Во-вторых, поскольку все же нельзя было игнорировать всех язв и неустройств человеческой жизни, Платону, при всей его вере в красоту как самостоятельно существующую родовую идею, пришлось стать самым выразительным образом на иерархическую точку зрения. Существует, как он думает, вечная и непоколебимая идея красоты, которую не задевает ничто земное, но все земное — это слишком большая сила, чтобы о ней не говорить в эстетике. И вот в «Пире» (210 а — 212 а) развивается теория эротического восхождения, когда оказывается, что мы любим сначала прекрасные тела, но потом, ввиду их ненадежности и смертности, переходим к прекрасным душам, а когда даже прекрасные души мы воспринимаем как нечто чрезвычайно неустойчивое и уязвимое, мы переходим к порождениям этих прекрасных душ, то есть к наукам и искусствам, которые все же гораздо более значительно соответствуют нашим порывам любви. В конце концов оказывается, что даже науки и искусства все еще слишком ущербны, чтобы соответствовать подлинному духу человеческой любви. Как мы их ни любим, все же выше всего стоит та вечная идея красоты, которая уже никогда нас не обманет, никогда нас не разочарует, никогда не заставит нас переходить еще к каким-то другим предметам любви, более совершенным.
б) Поэтому самое оригинальное и самое большое в истории платоновской эстетики место занимает именно предельное понимание красоты, которое, в отличие от предыдущих диалогов, основано в «Пире» (210 а — 212 а) не только на объективных данностях красоты, но и на ее субъективном коррелате и которое, уж во всяком случае, не является продуктом какой-нибудь дуалистической теории, но предполагает собою длинный путь восхождения от материального к идеальному, когда идея эта является не только в своем чистом виде, но и в своих самых разнообразных частичных проявлениях. Учение об идее как о предельном родовом понятии попадается и в более ранних диалогах Платона, однако на данной ступени оно содержит еще иерархическую теорию, которая в этих предыдущих диалогах или совсем не была представлена, или была представлена слабо.

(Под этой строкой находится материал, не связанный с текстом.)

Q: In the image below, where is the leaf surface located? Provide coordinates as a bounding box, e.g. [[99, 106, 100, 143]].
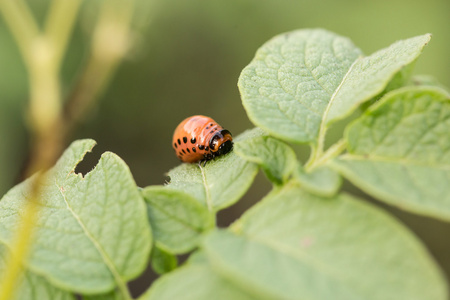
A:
[[238, 29, 431, 144], [142, 186, 215, 254], [238, 29, 361, 142], [168, 128, 265, 212], [332, 87, 450, 220], [0, 140, 151, 293], [0, 244, 75, 300], [234, 136, 298, 184], [204, 185, 447, 300]]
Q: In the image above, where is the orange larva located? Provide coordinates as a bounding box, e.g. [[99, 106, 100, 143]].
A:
[[172, 116, 233, 163]]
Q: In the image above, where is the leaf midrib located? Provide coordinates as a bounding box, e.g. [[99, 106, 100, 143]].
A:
[[55, 182, 131, 299]]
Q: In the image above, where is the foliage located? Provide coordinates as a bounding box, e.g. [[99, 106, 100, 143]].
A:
[[0, 29, 450, 300]]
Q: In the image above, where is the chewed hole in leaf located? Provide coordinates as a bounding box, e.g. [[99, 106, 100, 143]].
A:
[[75, 146, 103, 178]]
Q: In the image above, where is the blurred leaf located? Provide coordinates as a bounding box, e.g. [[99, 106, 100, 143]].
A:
[[83, 289, 123, 300], [204, 185, 447, 300], [294, 166, 342, 197], [238, 29, 361, 142], [333, 87, 450, 220], [151, 247, 178, 275], [139, 263, 255, 300], [325, 34, 431, 123], [168, 128, 264, 212], [142, 186, 215, 254], [234, 136, 298, 184], [0, 244, 75, 300], [0, 140, 151, 293], [407, 75, 446, 89]]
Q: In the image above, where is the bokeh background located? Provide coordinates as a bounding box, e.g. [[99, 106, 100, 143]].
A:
[[0, 0, 450, 294]]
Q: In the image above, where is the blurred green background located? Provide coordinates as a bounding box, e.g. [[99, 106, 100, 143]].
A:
[[0, 0, 450, 296]]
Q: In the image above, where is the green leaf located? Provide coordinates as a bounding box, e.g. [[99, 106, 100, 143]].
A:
[[139, 263, 255, 300], [294, 166, 342, 197], [203, 184, 447, 300], [234, 136, 298, 184], [151, 247, 178, 275], [325, 34, 431, 123], [142, 186, 215, 254], [407, 75, 448, 93], [333, 87, 450, 220], [238, 29, 431, 144], [0, 244, 75, 300], [168, 128, 265, 212], [0, 140, 151, 293], [238, 29, 361, 142], [83, 290, 126, 300]]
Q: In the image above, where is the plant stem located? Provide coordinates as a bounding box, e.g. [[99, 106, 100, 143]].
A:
[[64, 1, 134, 132]]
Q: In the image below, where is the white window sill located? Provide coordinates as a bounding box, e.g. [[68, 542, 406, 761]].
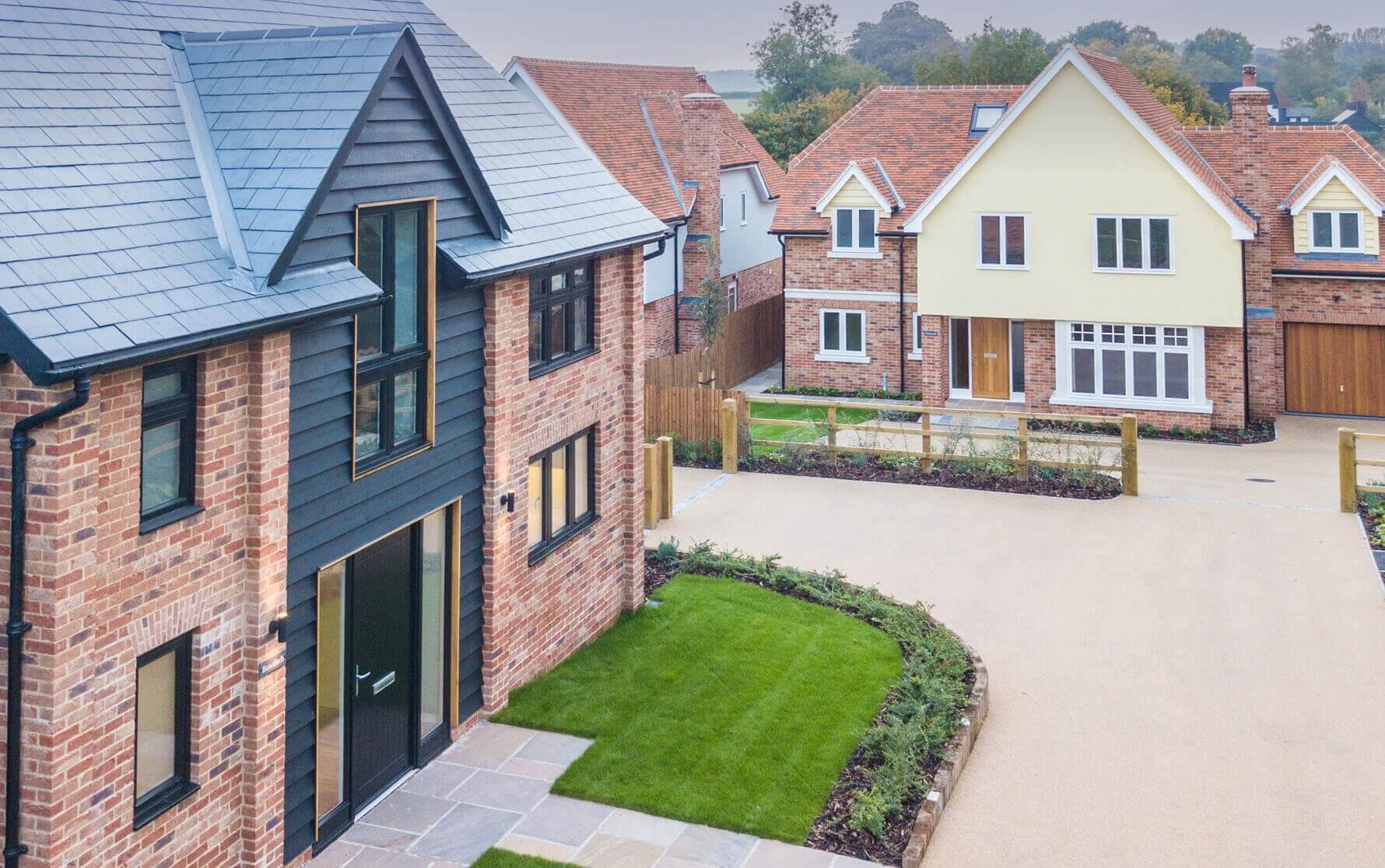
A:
[[813, 350, 870, 364], [827, 249, 885, 259], [1048, 392, 1212, 415]]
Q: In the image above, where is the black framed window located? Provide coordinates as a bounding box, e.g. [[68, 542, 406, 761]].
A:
[[529, 428, 597, 563], [529, 261, 597, 376], [355, 202, 432, 474], [140, 355, 197, 533], [135, 632, 197, 829]]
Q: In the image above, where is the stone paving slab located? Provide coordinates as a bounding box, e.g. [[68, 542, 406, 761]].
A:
[[313, 723, 872, 868]]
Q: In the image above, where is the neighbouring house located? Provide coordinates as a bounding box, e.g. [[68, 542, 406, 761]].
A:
[[773, 47, 1385, 428], [504, 57, 784, 359], [0, 0, 666, 866]]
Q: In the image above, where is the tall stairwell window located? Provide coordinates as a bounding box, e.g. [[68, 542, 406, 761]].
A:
[[353, 199, 435, 475]]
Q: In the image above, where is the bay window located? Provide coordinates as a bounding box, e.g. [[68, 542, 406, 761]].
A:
[[1092, 216, 1173, 273], [1054, 323, 1211, 412]]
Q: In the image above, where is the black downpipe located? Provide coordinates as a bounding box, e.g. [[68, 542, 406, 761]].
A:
[[4, 374, 91, 868], [895, 236, 904, 394], [776, 236, 788, 390], [1241, 241, 1250, 428]]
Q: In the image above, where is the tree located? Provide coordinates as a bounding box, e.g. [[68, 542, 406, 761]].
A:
[[914, 18, 1050, 85], [1183, 28, 1255, 71], [741, 85, 870, 166], [751, 0, 838, 103], [847, 0, 955, 85], [1062, 18, 1130, 48], [1275, 23, 1342, 103]]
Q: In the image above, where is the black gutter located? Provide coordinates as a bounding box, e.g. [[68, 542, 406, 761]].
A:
[[1241, 241, 1250, 428], [778, 236, 788, 389], [897, 233, 904, 394], [4, 374, 91, 868]]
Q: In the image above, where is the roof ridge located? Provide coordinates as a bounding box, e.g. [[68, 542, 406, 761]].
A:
[[181, 21, 410, 43]]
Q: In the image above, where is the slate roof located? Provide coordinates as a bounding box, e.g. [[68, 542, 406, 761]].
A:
[[1184, 124, 1385, 275], [510, 57, 784, 223], [770, 85, 1023, 233], [0, 0, 664, 382]]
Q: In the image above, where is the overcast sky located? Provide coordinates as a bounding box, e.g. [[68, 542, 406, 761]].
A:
[[431, 0, 1385, 69]]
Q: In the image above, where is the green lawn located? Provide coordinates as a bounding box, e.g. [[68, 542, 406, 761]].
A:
[[471, 847, 576, 868], [751, 401, 878, 443], [496, 576, 902, 843]]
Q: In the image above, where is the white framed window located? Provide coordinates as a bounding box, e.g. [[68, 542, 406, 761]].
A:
[[817, 307, 870, 364], [1053, 321, 1212, 412], [1307, 211, 1362, 254], [977, 213, 1029, 268], [1092, 215, 1173, 274], [833, 208, 879, 255]]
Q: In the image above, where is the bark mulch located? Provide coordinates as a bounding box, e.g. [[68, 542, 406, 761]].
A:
[[1029, 419, 1275, 446]]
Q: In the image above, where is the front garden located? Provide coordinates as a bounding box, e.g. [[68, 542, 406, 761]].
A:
[[494, 544, 975, 865]]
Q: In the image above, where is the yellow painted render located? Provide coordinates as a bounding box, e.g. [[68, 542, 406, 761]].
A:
[[822, 177, 879, 212], [1294, 177, 1381, 256], [918, 66, 1243, 327]]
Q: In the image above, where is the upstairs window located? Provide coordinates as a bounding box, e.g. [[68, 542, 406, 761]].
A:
[[970, 103, 1005, 135], [833, 208, 877, 254], [140, 355, 197, 533], [979, 215, 1029, 268], [1309, 211, 1362, 254], [355, 202, 433, 474], [1094, 216, 1173, 273], [529, 261, 597, 376]]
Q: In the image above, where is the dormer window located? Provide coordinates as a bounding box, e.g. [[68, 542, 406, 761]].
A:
[[1309, 211, 1362, 254], [971, 103, 1005, 135], [833, 208, 877, 254]]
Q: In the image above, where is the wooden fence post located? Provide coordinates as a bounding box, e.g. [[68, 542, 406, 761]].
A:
[[1120, 412, 1140, 497], [721, 397, 741, 474], [655, 436, 673, 518], [644, 443, 662, 530], [827, 404, 836, 465], [1019, 417, 1029, 476], [1337, 428, 1356, 513]]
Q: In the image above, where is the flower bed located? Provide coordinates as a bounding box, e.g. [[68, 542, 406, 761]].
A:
[[645, 543, 977, 865], [1029, 419, 1275, 446]]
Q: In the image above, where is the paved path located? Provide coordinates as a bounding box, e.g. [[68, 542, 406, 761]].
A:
[[650, 417, 1385, 868], [313, 723, 871, 868]]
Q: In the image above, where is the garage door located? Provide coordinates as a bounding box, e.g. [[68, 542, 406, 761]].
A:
[[1284, 323, 1385, 417]]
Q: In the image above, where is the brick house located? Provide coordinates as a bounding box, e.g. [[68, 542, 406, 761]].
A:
[[771, 47, 1385, 428], [0, 0, 666, 866], [504, 57, 784, 359]]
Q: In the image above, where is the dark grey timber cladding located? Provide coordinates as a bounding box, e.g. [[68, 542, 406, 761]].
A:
[[293, 61, 486, 268], [284, 286, 485, 857]]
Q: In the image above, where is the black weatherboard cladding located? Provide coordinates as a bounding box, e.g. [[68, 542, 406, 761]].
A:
[[284, 56, 485, 859]]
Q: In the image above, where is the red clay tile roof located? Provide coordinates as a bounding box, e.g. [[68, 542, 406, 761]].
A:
[[1183, 124, 1385, 274], [771, 85, 1023, 233], [511, 57, 785, 222]]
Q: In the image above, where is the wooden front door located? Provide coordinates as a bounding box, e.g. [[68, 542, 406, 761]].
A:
[[971, 317, 1010, 400], [1284, 323, 1385, 417]]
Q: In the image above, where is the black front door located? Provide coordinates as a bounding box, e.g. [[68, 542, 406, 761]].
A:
[[348, 527, 416, 810]]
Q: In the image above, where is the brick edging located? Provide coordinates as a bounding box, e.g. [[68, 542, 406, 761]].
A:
[[903, 652, 991, 868]]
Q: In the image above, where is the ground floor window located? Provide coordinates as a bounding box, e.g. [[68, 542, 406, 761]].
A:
[[135, 632, 197, 828], [1055, 321, 1206, 410]]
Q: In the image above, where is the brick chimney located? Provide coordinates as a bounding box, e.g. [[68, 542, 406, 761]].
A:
[[1231, 65, 1284, 419], [678, 93, 740, 308]]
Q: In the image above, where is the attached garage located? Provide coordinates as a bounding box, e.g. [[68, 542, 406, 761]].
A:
[[1284, 323, 1385, 417]]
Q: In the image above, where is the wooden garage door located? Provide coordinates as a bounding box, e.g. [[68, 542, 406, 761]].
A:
[[1284, 323, 1385, 417]]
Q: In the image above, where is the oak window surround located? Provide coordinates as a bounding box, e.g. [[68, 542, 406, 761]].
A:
[[352, 199, 437, 476]]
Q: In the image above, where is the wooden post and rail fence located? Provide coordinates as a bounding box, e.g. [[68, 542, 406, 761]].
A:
[[1337, 428, 1385, 513]]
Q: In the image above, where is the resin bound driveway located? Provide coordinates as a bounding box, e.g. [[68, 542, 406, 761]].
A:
[[650, 418, 1385, 866]]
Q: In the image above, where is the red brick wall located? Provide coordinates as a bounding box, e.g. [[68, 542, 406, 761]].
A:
[[482, 249, 645, 712], [0, 334, 289, 865]]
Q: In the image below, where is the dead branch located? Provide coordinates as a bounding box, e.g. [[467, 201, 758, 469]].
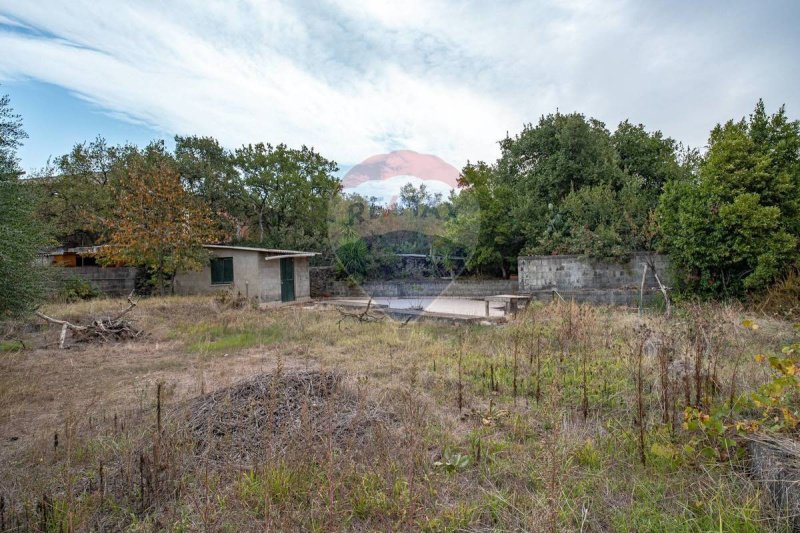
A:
[[336, 298, 386, 330], [35, 291, 141, 350]]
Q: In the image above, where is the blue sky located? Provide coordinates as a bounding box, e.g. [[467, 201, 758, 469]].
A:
[[0, 0, 800, 179]]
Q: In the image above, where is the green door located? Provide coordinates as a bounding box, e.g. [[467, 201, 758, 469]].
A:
[[281, 257, 294, 302]]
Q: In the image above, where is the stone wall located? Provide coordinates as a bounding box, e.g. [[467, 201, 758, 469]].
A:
[[311, 268, 518, 298], [54, 266, 136, 296], [518, 252, 670, 304]]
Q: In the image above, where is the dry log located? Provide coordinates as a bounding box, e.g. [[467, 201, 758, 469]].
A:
[[36, 292, 141, 350]]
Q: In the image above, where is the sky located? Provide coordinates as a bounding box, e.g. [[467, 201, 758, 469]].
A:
[[0, 0, 800, 191]]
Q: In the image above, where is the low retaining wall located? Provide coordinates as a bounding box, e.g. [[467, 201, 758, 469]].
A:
[[54, 266, 136, 296], [518, 252, 670, 293]]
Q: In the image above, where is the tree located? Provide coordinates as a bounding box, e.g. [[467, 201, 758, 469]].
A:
[[99, 143, 219, 296], [235, 143, 341, 255], [175, 136, 248, 240], [0, 94, 28, 181], [32, 136, 127, 246], [0, 90, 48, 320], [445, 161, 524, 277], [658, 100, 800, 297]]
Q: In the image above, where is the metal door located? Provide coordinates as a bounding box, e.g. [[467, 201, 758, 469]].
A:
[[281, 257, 294, 302]]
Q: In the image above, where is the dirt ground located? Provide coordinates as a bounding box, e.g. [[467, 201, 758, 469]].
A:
[[0, 297, 793, 531]]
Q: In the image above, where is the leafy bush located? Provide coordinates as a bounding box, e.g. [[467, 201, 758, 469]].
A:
[[336, 237, 369, 281]]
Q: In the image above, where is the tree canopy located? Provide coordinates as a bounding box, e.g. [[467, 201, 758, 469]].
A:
[[0, 90, 49, 321]]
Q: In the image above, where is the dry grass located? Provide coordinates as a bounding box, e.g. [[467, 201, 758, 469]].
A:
[[0, 298, 791, 531]]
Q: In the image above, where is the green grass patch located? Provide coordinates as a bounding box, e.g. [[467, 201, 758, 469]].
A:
[[182, 323, 286, 352]]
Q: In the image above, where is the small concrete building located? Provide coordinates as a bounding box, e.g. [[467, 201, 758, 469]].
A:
[[175, 244, 317, 303]]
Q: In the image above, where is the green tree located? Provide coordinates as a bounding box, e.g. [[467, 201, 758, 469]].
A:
[[99, 142, 220, 295], [445, 161, 524, 277], [0, 91, 48, 320], [0, 94, 28, 181], [32, 136, 127, 246], [235, 143, 341, 252], [658, 100, 800, 297]]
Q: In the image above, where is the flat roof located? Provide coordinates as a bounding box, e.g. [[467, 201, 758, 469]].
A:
[[203, 244, 319, 256]]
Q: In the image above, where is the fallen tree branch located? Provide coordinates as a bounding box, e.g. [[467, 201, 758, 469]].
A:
[[35, 291, 141, 350], [336, 298, 386, 330]]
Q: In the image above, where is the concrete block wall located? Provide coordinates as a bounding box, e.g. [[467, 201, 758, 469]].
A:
[[518, 252, 670, 293], [54, 266, 136, 296], [311, 269, 518, 298]]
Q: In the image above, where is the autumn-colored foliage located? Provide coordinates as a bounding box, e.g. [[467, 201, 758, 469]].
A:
[[98, 158, 221, 294]]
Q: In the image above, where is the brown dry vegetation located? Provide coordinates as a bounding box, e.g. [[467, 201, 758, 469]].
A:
[[0, 297, 792, 531]]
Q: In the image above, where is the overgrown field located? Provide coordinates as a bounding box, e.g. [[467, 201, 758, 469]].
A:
[[0, 298, 797, 531]]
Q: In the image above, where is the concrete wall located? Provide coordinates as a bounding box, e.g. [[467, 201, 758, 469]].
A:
[[175, 249, 310, 302], [518, 252, 669, 292], [175, 249, 265, 299], [312, 278, 518, 298], [54, 266, 136, 296]]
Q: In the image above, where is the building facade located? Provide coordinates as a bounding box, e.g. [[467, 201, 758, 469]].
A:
[[175, 245, 316, 303]]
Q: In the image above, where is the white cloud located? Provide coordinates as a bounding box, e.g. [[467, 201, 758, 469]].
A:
[[0, 0, 800, 167]]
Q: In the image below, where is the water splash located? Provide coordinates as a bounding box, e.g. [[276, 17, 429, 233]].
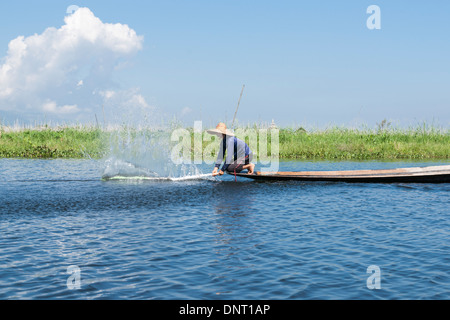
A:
[[102, 127, 215, 181]]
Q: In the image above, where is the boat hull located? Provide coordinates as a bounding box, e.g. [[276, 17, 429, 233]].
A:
[[233, 165, 450, 183]]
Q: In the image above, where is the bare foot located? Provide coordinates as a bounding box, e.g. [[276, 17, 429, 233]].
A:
[[248, 163, 255, 174]]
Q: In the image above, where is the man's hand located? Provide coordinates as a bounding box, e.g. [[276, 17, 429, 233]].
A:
[[213, 167, 224, 177]]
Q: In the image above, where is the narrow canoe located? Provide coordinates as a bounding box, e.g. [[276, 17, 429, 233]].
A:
[[230, 165, 450, 183]]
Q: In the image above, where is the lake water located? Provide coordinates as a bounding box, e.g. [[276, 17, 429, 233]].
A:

Кроме того, напрасно многие исследователи увлекаются противопоставлением «Пира» и «Федра», с одной стороны, и «Федона» — с другой стороны. На самом деле все эти три диалога содержат в себе совершенно одну и ту же эстетику, основанную на учении об идеях. Но эта эстетика рассматривается в каждом диалоге, действительно, с какой-нибудь одной стороны, и если напирать на противоположность идеального и материального, минуя диалектически необходимые для них взаимные тождества, то, действительно, не только «Федон», но и многое другое может представиться какой-то дуалистической теорией. Это, однако, неверно, если учитывать, что Платон вовсе не философ систематического типа, но писатель и поэт, который имеет полное право подходить к жизни, всегда одинаково им понимаемой, совершенно с разных, а иной раз даже и с противоположных точек зрения.